Assuming all you want to know is whether students scored better after instruction than before, then yes, you can use MANOVA to analyze the data. However, an easier method would be to use repeated measures ANOVA. Repeated measures ANOVA is a special case of MANOVA, so assuming you meet the assumptions of repeated measures ANOVA, you would be doing the same thing as MANOVA. The only caveat is that repeated measured ANOVA assumes your data is spherical (while the more general MANOVA does not). If it is not, then your results will likely be invalid.
While there are lots of tutorials out there on doing repeated measures ANOVA, most are used to find main effects and interactions in a classic ANOVA style. You have a specific question in mind, so it would be easiest to simply test that specific question: "Does the pretest score differ from the post test score?" This is equivalent to asking if $(Q21 + Q22) - (Q11 + Q12) > 0$
In R this is easily done by a simple linear model, and testing intercept.
dat$quiz.diff <- (dat$Q21 + dat$Q22) - (dat$Q11 + dat$Q12)
Other questions would likely be assessed using different contrasts between the variables. Note that while you are not using any special repeated measures functions, this is still a repeated measures ANOVA. You are simply doing some of the math yourself in making the contrast.

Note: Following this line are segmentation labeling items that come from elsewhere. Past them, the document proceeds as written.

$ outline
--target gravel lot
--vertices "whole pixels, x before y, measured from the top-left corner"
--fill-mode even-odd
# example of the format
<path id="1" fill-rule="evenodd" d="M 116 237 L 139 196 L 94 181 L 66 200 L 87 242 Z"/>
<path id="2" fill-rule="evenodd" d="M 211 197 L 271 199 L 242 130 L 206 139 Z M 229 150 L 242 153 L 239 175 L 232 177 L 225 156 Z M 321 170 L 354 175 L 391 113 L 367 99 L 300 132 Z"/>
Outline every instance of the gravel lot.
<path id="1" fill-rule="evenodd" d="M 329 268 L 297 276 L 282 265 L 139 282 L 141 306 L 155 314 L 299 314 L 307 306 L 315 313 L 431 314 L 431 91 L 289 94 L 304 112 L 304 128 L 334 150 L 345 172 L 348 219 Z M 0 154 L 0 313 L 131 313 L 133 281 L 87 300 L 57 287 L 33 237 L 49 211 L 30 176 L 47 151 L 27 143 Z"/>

Edit: I saw your response below where you say you want to know which questions caused the increase in quiz scores. I am still unclear as to exactly what the rest of your data looks like, so I'm just going to go on what you provided. If one question contributed more to the quiz score increase than the other, that means that the change in question 1 is significantly greater or less than the change in question 2. Or $(Q21 - Q11) > (Q22 - Q12)$ which is equivalent to $(Q21 - Q11) - (Q22 - Q12) > 0$. So you would make a new variable with that contrast, and create a new linear model with that variable, testing the intercept of the model.